I might ask for clarification to understand why they state what they
stated since I gathered from his post that he read the decision.
He could, of course, be wrong.
>When added to the repeated comments that say that the open source
>community should want the exact opposite of what most in that
>community do, in fact, want, I had to ask whether the post was
>intended to generate hostile responses rather than useful dialog.
I found this paragraph to be interesting:
"The CAFC's Jacobsen decision unwittingly attempts to radically change
the risks of licensing software. The CAFC states that any failure to
comply with a license provision that the license even generally calls
a "condition" is an infringement rather than a breach. Thus, any
licensee that violates the "conditions" of a license, even if
unintentional, is subject to infringement damages."
I don't know if the analysis is correct but if so I would find it not entirely
euphoric.
That there was a certain bias was obvious when the terms "Mr. Moglen
and his followers" and "wishful thinking" was used. It's always useful
to understand where folks are coming from when evaluating what they
say/write.
That said, Mr. Moglen does have a position and followers that are not
always aligned with open source but the goals of the FSF. There are
important differences between the two.
I read what Mr. Moglen writes with great interest but I keep in mind
two things:
1) He's an advocate for a certain position and not just a lawyer. This
position is somewhat similar but not identical to my own. Therefore
certain strategies are good for him but not necessarily good for me.

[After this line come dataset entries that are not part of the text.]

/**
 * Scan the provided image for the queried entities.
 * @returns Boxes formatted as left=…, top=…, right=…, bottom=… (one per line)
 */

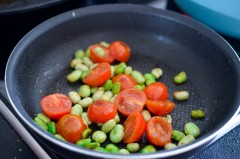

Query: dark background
left=0, top=0, right=239, bottom=159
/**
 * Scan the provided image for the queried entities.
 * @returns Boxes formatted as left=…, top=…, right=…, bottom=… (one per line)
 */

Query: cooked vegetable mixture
left=34, top=41, right=205, bottom=154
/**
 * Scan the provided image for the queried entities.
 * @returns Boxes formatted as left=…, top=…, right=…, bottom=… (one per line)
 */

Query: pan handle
left=0, top=98, right=52, bottom=159
left=209, top=111, right=240, bottom=144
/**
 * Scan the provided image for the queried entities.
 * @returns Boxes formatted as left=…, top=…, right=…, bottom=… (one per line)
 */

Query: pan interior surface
left=6, top=4, right=240, bottom=158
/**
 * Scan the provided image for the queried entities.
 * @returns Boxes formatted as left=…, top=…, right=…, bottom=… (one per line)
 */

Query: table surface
left=1, top=1, right=240, bottom=159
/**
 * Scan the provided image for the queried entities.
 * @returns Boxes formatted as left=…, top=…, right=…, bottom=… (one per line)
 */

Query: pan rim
left=5, top=3, right=240, bottom=158
left=0, top=0, right=66, bottom=15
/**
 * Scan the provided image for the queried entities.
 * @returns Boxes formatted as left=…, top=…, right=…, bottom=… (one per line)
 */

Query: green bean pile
left=34, top=41, right=205, bottom=154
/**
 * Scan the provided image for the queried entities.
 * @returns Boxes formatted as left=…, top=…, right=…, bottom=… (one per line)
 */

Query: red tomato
left=40, top=93, right=72, bottom=120
left=109, top=41, right=130, bottom=62
left=146, top=100, right=175, bottom=116
left=112, top=74, right=137, bottom=91
left=87, top=100, right=117, bottom=123
left=83, top=62, right=111, bottom=87
left=114, top=88, right=147, bottom=116
left=144, top=82, right=168, bottom=101
left=123, top=112, right=145, bottom=144
left=146, top=116, right=172, bottom=146
left=56, top=114, right=87, bottom=143
left=90, top=44, right=114, bottom=64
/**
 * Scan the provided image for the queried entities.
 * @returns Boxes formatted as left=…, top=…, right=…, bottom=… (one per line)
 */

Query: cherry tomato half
left=146, top=100, right=175, bottom=116
left=144, top=82, right=168, bottom=101
left=87, top=100, right=117, bottom=123
left=89, top=44, right=114, bottom=64
left=112, top=74, right=137, bottom=91
left=109, top=41, right=130, bottom=62
left=146, top=116, right=172, bottom=146
left=83, top=62, right=111, bottom=87
left=56, top=114, right=87, bottom=143
left=114, top=88, right=147, bottom=116
left=40, top=93, right=72, bottom=120
left=123, top=111, right=145, bottom=144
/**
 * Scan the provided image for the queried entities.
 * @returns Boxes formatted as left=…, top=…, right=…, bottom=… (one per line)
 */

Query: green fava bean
left=78, top=97, right=93, bottom=108
left=54, top=134, right=66, bottom=141
left=82, top=56, right=94, bottom=66
left=82, top=128, right=92, bottom=139
left=171, top=130, right=185, bottom=141
left=114, top=62, right=127, bottom=74
left=173, top=91, right=189, bottom=101
left=67, top=70, right=82, bottom=83
left=141, top=145, right=156, bottom=154
left=131, top=71, right=145, bottom=84
left=184, top=122, right=200, bottom=138
left=76, top=138, right=91, bottom=147
left=124, top=66, right=132, bottom=75
left=191, top=109, right=205, bottom=119
left=178, top=135, right=195, bottom=146
left=90, top=87, right=98, bottom=94
left=75, top=63, right=87, bottom=71
left=81, top=112, right=92, bottom=125
left=94, top=147, right=109, bottom=153
left=103, top=80, right=113, bottom=91
left=74, top=49, right=85, bottom=59
left=151, top=68, right=163, bottom=79
left=119, top=148, right=130, bottom=154
left=144, top=73, right=156, bottom=85
left=141, top=110, right=151, bottom=122
left=48, top=122, right=56, bottom=135
left=174, top=71, right=187, bottom=84
left=100, top=41, right=110, bottom=47
left=110, top=65, right=116, bottom=78
left=68, top=91, right=81, bottom=104
left=85, top=47, right=90, bottom=57
left=99, top=94, right=110, bottom=101
left=36, top=113, right=51, bottom=124
left=80, top=70, right=89, bottom=80
left=104, top=91, right=113, bottom=98
left=101, top=119, right=116, bottom=133
left=109, top=124, right=124, bottom=143
left=92, top=131, right=107, bottom=143
left=92, top=90, right=105, bottom=101
left=164, top=143, right=177, bottom=150
left=127, top=143, right=140, bottom=153
left=79, top=85, right=91, bottom=98
left=112, top=82, right=121, bottom=95
left=71, top=104, right=83, bottom=116
left=70, top=58, right=82, bottom=68
left=85, top=142, right=100, bottom=149
left=105, top=144, right=119, bottom=153
left=113, top=113, right=120, bottom=123
left=34, top=116, right=48, bottom=131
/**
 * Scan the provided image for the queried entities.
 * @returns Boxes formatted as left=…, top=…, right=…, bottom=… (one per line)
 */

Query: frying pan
left=4, top=4, right=240, bottom=159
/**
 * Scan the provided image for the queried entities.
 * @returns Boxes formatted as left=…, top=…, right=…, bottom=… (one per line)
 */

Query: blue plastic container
left=175, top=0, right=240, bottom=39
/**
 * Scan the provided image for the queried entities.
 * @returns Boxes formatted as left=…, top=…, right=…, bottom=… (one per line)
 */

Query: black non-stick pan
left=5, top=4, right=240, bottom=159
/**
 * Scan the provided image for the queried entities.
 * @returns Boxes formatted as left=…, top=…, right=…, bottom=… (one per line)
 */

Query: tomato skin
left=109, top=41, right=130, bottom=62
left=146, top=116, right=172, bottom=146
left=123, top=112, right=145, bottom=144
left=146, top=100, right=175, bottom=116
left=56, top=114, right=87, bottom=143
left=40, top=93, right=72, bottom=120
left=83, top=62, right=111, bottom=87
left=112, top=74, right=137, bottom=91
left=144, top=82, right=168, bottom=101
left=114, top=88, right=147, bottom=116
left=87, top=100, right=117, bottom=123
left=90, top=44, right=114, bottom=64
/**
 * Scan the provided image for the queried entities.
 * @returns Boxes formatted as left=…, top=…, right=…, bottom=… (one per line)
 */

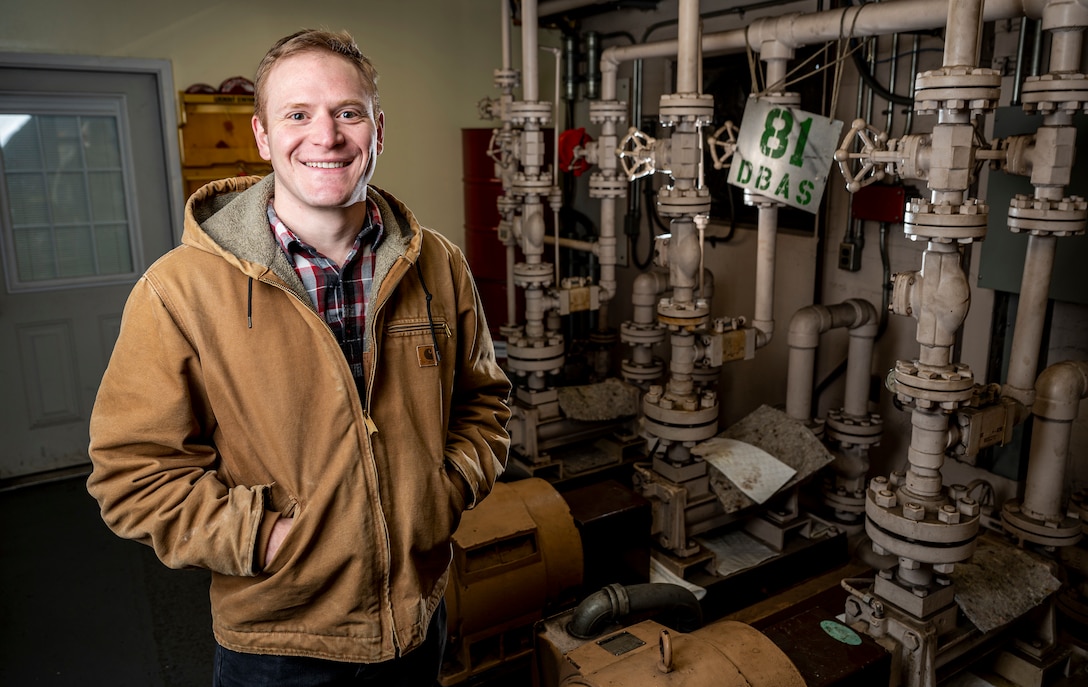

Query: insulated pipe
left=633, top=271, right=668, bottom=326
left=1004, top=234, right=1057, bottom=407
left=1021, top=360, right=1088, bottom=518
left=566, top=583, right=703, bottom=639
left=522, top=0, right=539, bottom=102
left=677, top=0, right=701, bottom=94
left=501, top=0, right=511, bottom=72
left=786, top=299, right=879, bottom=422
left=753, top=204, right=778, bottom=347
left=944, top=0, right=985, bottom=67
left=597, top=0, right=1048, bottom=79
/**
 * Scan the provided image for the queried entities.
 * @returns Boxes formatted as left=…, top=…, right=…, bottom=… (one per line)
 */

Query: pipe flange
left=493, top=68, right=519, bottom=90
left=826, top=410, right=884, bottom=447
left=642, top=395, right=719, bottom=442
left=1071, top=490, right=1088, bottom=530
left=657, top=187, right=712, bottom=218
left=1008, top=194, right=1088, bottom=236
left=589, top=99, right=628, bottom=124
left=508, top=100, right=553, bottom=126
left=903, top=197, right=989, bottom=243
left=891, top=361, right=975, bottom=409
left=657, top=299, right=710, bottom=331
left=512, top=172, right=555, bottom=198
left=914, top=67, right=1001, bottom=116
left=588, top=173, right=627, bottom=199
left=513, top=262, right=554, bottom=288
left=658, top=93, right=714, bottom=127
left=823, top=484, right=866, bottom=514
left=1002, top=500, right=1083, bottom=547
left=866, top=489, right=980, bottom=564
left=1021, top=73, right=1088, bottom=114
left=506, top=337, right=565, bottom=374
left=621, top=358, right=665, bottom=382
left=620, top=320, right=667, bottom=345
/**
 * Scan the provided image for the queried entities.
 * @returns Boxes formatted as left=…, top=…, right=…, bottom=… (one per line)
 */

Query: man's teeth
left=306, top=161, right=347, bottom=168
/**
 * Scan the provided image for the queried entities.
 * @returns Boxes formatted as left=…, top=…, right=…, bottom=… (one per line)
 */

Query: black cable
left=849, top=38, right=914, bottom=107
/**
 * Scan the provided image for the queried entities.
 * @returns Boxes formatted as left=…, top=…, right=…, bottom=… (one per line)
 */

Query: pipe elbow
left=788, top=305, right=831, bottom=349
left=844, top=298, right=880, bottom=338
left=566, top=583, right=703, bottom=639
left=1035, top=360, right=1088, bottom=422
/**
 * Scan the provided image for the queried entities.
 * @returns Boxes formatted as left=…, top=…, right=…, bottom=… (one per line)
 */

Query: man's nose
left=312, top=113, right=343, bottom=146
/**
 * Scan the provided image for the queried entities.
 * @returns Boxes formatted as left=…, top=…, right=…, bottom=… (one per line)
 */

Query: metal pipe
left=523, top=0, right=540, bottom=102
left=1021, top=360, right=1088, bottom=517
left=1004, top=234, right=1057, bottom=407
left=753, top=204, right=778, bottom=347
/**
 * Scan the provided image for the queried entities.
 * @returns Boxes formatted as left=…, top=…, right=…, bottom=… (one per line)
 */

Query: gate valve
left=618, top=127, right=660, bottom=181
left=707, top=121, right=738, bottom=171
left=486, top=128, right=515, bottom=171
left=835, top=118, right=890, bottom=193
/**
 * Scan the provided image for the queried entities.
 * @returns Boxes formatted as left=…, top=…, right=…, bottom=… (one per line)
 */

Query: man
left=87, top=29, right=511, bottom=686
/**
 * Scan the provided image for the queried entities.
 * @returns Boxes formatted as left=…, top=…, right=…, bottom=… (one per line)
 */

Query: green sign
left=729, top=97, right=843, bottom=213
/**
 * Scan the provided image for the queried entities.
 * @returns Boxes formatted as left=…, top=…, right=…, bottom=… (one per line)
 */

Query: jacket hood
left=182, top=174, right=421, bottom=306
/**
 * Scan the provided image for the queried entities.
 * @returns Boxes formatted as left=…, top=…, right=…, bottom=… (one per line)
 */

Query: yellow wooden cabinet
left=178, top=92, right=272, bottom=197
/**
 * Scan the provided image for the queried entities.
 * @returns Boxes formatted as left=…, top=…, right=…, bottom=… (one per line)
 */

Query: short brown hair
left=253, top=29, right=380, bottom=124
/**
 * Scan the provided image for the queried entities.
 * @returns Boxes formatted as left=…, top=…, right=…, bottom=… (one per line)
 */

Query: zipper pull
left=361, top=411, right=379, bottom=437
left=442, top=322, right=452, bottom=338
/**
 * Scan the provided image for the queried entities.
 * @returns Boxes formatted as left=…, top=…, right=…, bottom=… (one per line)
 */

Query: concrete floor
left=1, top=473, right=214, bottom=686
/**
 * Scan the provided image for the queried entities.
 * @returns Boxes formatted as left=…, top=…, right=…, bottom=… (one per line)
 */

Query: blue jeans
left=212, top=599, right=447, bottom=687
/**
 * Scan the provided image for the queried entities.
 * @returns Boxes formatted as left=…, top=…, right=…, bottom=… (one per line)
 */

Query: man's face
left=252, top=50, right=384, bottom=214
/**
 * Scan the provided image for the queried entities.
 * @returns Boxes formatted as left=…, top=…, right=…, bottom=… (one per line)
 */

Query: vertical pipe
left=523, top=0, right=540, bottom=102
left=1005, top=234, right=1057, bottom=403
left=943, top=0, right=984, bottom=68
left=676, top=0, right=701, bottom=94
left=1021, top=361, right=1088, bottom=517
left=844, top=322, right=877, bottom=418
left=753, top=205, right=778, bottom=345
left=501, top=0, right=512, bottom=71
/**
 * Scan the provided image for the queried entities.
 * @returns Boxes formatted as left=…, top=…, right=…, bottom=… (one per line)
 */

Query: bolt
left=959, top=497, right=980, bottom=517
left=875, top=490, right=898, bottom=508
left=938, top=504, right=961, bottom=524
left=903, top=502, right=925, bottom=521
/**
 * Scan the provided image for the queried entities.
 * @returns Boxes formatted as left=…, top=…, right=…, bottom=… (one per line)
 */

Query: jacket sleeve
left=443, top=249, right=512, bottom=510
left=87, top=275, right=269, bottom=576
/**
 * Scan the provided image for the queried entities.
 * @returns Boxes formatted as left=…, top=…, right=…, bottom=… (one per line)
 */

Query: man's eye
left=339, top=111, right=359, bottom=120
left=289, top=113, right=306, bottom=121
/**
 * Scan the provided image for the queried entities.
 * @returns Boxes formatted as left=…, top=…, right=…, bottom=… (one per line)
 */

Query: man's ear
left=252, top=115, right=272, bottom=161
left=375, top=110, right=385, bottom=156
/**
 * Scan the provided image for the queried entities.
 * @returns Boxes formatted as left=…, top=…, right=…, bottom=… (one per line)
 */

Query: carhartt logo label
left=417, top=344, right=438, bottom=367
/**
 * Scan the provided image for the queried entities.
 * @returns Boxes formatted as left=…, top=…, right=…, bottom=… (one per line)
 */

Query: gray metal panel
left=981, top=106, right=1088, bottom=305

That's okay, of course, since he's not my lawyer. Neither is he the
lawyer for the OSF.
2) In his profession, reality is whatever he can convince a judge to
say is reality. Therefore he can argue with complete sincerity and
conviction that reality is X if he believes he has a strong enough
case to have X upheld.
Even if !X can also be argued with complete sincerity and conviction
by a different lawyer for the same reasons...
In our profession, reality is whatever we can convince our compilers
to accept as reality. :)
>To complete the analogy your professional opinion should be
>diametrically opposed to all other publicly available information, and
>your opinion should repeatedly say that people don't want what they
>say they do, and do want what they say they don't.
I wonder sometimes if we really understand what we want from a legal
perspective. I read this more as a "beware what you ask for" kind
of warning.
As in "we got our victory but it comes with some baggage".
>My understanding is that software copyright holders enjoy the exact
>same rights as other copyright holders. The difference is that in
>software we tend to use copyrighted material in different ways.
Some lawyers disagree with respect to EULAs, licensing vs ownership,
etc. Perhaps Jacobsen v. Katzer is not a good example of this. I was
following the Blizzard case with more interest.
I look forward to Marc Whipple's assessement of the OP's piece.